Troubleshoot private cloud deployments based on OpenStack, Kubernetes, Mirantis Container Runtime (MCR), and related cloud technologies, detecting, reporting, and resolving complex issues across the stack.
Provide high-tier support for critical product issues escalated by peers or management, including leading high-severity incident calls and coordinating resolution efforts across multiple teams.
Act as a shift-level technical leader, maintaining awareness of platform health, responding to alerts, and proactively managing emerging issues within customer environments.
Perform cluster upgrades and lifecycle operations as new releases become available, ensuring minimal disruption and clear communication throughout the process.
Communicate urgently, clearly, and in detail with customers during incidents, providing accurate status updates and guiding them through troubleshooting and resolution.
Own escalations end-to-end by routing issues to the appropriate teams, including OpenStack, Ceph and storage, networking, hardware, and infrastructure, while maintaining accountability and follow-through.
Lead incident management efforts by structuring outage calls, distinguishing root cause from contributing factors, documenting findings, and driving corrective actions to completion.
Reproduce customer issues in internal lab environments, validate defects, and provide detailed diagnostics and reproduction steps to development teams.
Work closely with engineering teams to review customer issues, suggest improvements, identify potential product defects, and track fixes through delivery.
Requirements
High school diploma or equivalent required; four-year degree preferred or equivalent experience with three or more years in a senior or Tier 3 systems administration role.
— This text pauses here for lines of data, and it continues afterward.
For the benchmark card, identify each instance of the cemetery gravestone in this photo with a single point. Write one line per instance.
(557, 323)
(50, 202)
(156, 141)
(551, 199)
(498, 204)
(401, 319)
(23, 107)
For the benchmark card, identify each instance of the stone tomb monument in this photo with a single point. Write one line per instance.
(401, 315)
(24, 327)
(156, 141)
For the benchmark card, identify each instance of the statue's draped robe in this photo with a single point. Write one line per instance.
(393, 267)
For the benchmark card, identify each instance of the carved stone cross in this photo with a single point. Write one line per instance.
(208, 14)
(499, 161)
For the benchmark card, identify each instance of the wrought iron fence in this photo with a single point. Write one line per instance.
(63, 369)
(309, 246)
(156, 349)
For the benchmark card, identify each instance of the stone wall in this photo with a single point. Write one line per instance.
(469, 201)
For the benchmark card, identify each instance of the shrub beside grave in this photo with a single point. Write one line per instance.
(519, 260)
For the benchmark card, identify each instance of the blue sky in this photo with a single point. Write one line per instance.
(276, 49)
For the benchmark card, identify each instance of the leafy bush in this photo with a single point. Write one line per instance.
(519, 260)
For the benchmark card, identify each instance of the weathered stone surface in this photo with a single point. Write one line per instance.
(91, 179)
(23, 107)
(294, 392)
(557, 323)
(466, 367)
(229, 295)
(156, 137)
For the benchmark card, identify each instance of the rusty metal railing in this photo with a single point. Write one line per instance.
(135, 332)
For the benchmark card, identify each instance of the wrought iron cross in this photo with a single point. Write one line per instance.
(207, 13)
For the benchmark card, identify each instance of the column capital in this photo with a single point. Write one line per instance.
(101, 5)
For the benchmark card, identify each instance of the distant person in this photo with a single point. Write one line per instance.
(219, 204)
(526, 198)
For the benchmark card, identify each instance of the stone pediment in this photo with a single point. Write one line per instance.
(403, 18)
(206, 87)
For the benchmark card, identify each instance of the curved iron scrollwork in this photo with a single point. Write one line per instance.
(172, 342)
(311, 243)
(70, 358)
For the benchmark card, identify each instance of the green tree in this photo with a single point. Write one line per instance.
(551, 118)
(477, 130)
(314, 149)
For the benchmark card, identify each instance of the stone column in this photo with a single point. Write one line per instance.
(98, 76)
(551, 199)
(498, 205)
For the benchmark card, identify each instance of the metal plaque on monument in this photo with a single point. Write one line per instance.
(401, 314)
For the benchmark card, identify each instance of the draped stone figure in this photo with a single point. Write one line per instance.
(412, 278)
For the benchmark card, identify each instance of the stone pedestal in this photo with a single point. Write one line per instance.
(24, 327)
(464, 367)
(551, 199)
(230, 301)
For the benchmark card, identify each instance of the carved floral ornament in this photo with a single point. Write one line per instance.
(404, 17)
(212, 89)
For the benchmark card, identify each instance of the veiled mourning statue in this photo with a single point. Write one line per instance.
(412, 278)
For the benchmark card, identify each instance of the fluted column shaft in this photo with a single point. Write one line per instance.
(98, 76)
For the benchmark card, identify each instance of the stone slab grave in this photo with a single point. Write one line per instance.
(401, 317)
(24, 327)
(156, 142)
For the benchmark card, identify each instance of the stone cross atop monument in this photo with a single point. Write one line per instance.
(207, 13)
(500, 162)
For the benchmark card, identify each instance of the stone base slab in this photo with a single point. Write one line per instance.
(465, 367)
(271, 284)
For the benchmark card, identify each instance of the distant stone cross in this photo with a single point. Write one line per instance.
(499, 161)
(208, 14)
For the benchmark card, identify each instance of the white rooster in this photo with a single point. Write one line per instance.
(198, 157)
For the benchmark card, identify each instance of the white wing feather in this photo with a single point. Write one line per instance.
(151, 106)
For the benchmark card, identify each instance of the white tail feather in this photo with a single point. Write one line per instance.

Strong experience with OpenStack core services including Nova, Neutron, Cinder, Keystone, and Glance.
Hands-on knowledge of Neutron networking, including OVS and OVN, VLAN and VXLAN, and SDN concepts.
Experience with Cinder storage backends, including Ceph RBD and LVM.
Strong Ceph experience, including troubleshooting cluster health, OSD and MON issues, performance tuning, and recovery operations.
Working knowledge of Kubernetes architecture and troubleshooting containerized workloads.
Advanced Linux system administration skills.
Strong understanding of networking fundamentals.
Excellent written and verbal English communication skills.
Tech Stack
Cloud
Kubernetes
Linux
OpenStack
Benefits
Work with an established Silicon Valley leader in the cloud infrastructure industry.
Work with exceptionally passionate, talented and engaging colleagues, helping Fortune 500 and Global 2000 customers implement next-generation cloud technologies.
Be a part of cutting-edge, open-source innovation.
Thrive in the high-energy environment of a young company where openness, collaboration, risk-taking, and continuous growth are valued.
Receive a competitive compensation package with strong benefits plan.